When you talk about ELK stack it just means you are talking about Elasticsearch, Logstash, and Kibana. But when you talk about Elastic stack, other components such as Beats, X-Pack are also included with it.
Elasticsearch
It is the Heart of elastic stack. Elasticsearch is a distributed, open-source, RESTful, Highly Scalable search and analytics engine based on the Apache Lucene Library and works for all types of data, including textual, numerical, geospatial, structured, and unstructured.
Commonly used for:
- Product searching
- Autocomplete
- Log mining (Aggregations)
- Analytics
- Investigate
- Visualize
- Statistics
Cluster
- It is a collection of one or more servers.
- It allows searching and indexing across all nodes in the cluster.
- One node is one Lucene instance.
- Every cluster is identified by its UNIQUE name. (This is Important for multi-cluster setup)
Node
- A single server in a cluster called Node.
- A node has a unique name in the cluster.
Index
- The index is a collection of documents.
- The index is an entity as well as an operation in elastic search. (Inserting a document into an index is called Indexing)
Document
A document is a single unit of information. It is in the form of JSON.
Shards
- Shard is like a partition(piece) of an Index.
- Shard splits the index horizontally.
- You can define the number of shards in an index at the time of Index creation.
- The main shard which is used for write is called as Primary shard.
- In Eleastisearch, replication is done with the help of Replica shards.
Replica (Replica Shard)
- Replica contains the same data as its primary shards.
- The replicas are never allocated to the same node as the primary shard.
- Allows for fault tolerance.
- Scales search throughput.
Cluster Status
Your cluster will be either of 3 stats of cluster depends on primary and replica shards.
- Green, when all the primary, as well as replica shards, are allocated.
- Yellow, when all the primary shards are allocated where one or more replica shards are unallocated
- Red, when one or more primary shards are unallocated.
Node Types
Master Eligible Node (Default: True)
- It is responsible for all the master cluster management, operations like create, update, delete, read as well as tracking of all the clusters and shard allocation.
Data Node (Default: True)
- Data nodes contain the shards.
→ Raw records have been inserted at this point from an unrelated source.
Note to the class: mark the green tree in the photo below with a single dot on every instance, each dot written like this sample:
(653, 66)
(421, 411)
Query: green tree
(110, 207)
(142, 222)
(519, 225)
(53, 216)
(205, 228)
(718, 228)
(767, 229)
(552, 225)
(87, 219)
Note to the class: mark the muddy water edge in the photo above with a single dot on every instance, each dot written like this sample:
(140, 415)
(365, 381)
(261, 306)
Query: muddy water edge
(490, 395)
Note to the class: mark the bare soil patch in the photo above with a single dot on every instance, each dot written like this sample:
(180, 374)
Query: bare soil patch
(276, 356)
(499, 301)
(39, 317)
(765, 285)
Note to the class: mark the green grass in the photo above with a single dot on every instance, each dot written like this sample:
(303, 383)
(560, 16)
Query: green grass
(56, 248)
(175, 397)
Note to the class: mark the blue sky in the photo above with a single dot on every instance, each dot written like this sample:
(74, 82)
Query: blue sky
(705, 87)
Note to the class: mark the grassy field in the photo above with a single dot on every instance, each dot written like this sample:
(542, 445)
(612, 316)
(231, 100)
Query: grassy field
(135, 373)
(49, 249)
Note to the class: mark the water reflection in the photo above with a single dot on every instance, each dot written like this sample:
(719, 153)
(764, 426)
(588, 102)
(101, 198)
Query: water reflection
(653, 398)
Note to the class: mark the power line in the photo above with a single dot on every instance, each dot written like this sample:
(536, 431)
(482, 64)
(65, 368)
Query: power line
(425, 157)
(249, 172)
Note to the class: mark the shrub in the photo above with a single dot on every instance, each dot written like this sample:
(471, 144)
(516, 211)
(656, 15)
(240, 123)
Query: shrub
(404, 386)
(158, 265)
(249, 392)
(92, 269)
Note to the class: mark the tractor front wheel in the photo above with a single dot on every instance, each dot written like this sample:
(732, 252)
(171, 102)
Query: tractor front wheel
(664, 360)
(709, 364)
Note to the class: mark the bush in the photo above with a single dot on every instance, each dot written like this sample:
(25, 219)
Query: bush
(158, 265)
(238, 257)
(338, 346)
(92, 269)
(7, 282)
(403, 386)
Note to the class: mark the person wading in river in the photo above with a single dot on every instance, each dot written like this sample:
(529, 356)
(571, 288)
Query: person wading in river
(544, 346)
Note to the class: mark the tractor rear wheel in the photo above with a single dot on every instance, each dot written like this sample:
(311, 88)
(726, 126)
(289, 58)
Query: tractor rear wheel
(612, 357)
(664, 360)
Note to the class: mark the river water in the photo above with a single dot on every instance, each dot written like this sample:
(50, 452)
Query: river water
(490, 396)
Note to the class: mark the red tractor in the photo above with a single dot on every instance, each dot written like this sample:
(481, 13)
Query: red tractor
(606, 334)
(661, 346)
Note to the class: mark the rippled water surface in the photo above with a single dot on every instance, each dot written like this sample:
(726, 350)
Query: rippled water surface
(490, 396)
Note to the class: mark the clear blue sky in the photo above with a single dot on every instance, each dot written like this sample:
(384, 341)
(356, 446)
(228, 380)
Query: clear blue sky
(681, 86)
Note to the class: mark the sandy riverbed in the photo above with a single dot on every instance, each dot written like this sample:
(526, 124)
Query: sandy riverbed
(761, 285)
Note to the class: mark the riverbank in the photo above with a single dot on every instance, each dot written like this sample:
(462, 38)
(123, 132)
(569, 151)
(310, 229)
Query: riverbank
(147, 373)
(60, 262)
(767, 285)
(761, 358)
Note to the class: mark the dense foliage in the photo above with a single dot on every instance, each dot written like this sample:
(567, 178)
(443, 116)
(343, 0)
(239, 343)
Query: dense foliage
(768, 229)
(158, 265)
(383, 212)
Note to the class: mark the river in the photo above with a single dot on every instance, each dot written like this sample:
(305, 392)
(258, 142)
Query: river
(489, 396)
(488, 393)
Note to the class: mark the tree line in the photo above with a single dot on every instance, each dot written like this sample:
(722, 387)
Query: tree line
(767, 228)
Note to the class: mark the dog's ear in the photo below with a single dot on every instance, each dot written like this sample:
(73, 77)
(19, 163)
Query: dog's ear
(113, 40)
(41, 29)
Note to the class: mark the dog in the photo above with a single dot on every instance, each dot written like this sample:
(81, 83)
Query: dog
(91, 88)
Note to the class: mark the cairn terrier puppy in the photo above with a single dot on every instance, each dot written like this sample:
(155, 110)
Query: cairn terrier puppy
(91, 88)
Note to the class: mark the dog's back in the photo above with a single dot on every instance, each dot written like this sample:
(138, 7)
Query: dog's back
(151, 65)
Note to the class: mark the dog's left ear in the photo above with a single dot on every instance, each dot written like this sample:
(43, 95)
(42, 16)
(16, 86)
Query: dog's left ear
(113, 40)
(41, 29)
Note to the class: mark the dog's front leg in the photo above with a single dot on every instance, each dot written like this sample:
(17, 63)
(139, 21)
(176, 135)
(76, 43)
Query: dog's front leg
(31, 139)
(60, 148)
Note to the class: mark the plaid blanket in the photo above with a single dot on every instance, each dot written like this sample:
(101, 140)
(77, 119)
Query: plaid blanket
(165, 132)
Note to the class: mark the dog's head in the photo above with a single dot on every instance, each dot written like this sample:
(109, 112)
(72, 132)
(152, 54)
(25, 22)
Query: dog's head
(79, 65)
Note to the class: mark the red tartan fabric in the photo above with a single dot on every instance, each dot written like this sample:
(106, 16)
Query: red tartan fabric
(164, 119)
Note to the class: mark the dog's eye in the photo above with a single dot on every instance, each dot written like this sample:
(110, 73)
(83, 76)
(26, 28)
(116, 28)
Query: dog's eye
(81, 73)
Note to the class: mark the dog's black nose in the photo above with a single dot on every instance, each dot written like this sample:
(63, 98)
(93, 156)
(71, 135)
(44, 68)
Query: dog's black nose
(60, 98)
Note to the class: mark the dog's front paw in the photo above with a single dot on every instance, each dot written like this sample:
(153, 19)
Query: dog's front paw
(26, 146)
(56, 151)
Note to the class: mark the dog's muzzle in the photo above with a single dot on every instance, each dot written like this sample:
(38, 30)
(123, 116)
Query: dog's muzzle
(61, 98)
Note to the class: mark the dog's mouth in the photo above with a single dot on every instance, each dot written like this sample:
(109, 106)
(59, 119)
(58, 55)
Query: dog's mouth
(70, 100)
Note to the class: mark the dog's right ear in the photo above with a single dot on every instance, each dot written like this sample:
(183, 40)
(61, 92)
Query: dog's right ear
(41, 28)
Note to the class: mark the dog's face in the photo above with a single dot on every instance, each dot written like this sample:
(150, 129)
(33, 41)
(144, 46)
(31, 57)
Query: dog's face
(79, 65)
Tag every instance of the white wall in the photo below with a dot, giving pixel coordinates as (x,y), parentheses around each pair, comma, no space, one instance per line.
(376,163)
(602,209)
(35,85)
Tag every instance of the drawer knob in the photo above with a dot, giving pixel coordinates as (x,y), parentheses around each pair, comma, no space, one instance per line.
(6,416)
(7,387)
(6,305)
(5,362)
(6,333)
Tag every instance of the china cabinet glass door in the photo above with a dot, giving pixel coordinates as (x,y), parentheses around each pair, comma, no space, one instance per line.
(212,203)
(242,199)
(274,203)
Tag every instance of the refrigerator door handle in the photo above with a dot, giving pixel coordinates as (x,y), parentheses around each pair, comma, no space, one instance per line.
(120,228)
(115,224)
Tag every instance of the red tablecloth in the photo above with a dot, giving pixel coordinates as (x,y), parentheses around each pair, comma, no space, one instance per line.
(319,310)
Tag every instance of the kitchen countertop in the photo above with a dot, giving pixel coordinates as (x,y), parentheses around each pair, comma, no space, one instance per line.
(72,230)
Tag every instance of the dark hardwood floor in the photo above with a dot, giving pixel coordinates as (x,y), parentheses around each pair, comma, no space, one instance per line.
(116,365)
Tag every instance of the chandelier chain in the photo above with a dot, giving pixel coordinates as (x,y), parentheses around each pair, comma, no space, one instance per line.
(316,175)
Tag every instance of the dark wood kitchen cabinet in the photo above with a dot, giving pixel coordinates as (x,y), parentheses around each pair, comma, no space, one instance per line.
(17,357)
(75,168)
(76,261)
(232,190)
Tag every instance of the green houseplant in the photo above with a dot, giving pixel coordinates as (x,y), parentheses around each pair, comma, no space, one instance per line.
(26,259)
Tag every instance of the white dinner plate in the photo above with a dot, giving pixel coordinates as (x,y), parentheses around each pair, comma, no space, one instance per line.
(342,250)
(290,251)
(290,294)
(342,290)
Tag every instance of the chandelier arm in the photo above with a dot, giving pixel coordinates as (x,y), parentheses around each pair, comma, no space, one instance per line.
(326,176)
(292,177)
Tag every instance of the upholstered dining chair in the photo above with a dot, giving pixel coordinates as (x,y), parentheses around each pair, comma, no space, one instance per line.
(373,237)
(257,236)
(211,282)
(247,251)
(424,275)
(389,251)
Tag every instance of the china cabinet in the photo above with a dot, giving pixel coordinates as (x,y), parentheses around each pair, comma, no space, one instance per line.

Index, Delete, Search and other operations are performed on data nodes.
Ingest Node (Default: True)
- Preprocessing of the data is done by the index node. (Logstash)
Coordinating Only Node (Default: false)
- Coordinating only nodes acts as a smart load balancer that routes the requests to the nodes.
- It also handles search reduction.
- Distributes bulk indexing.
Machine Learning Node
- It is a feature of X-pack which is not free.
- In this node, you can run machine learning jobs and API requests.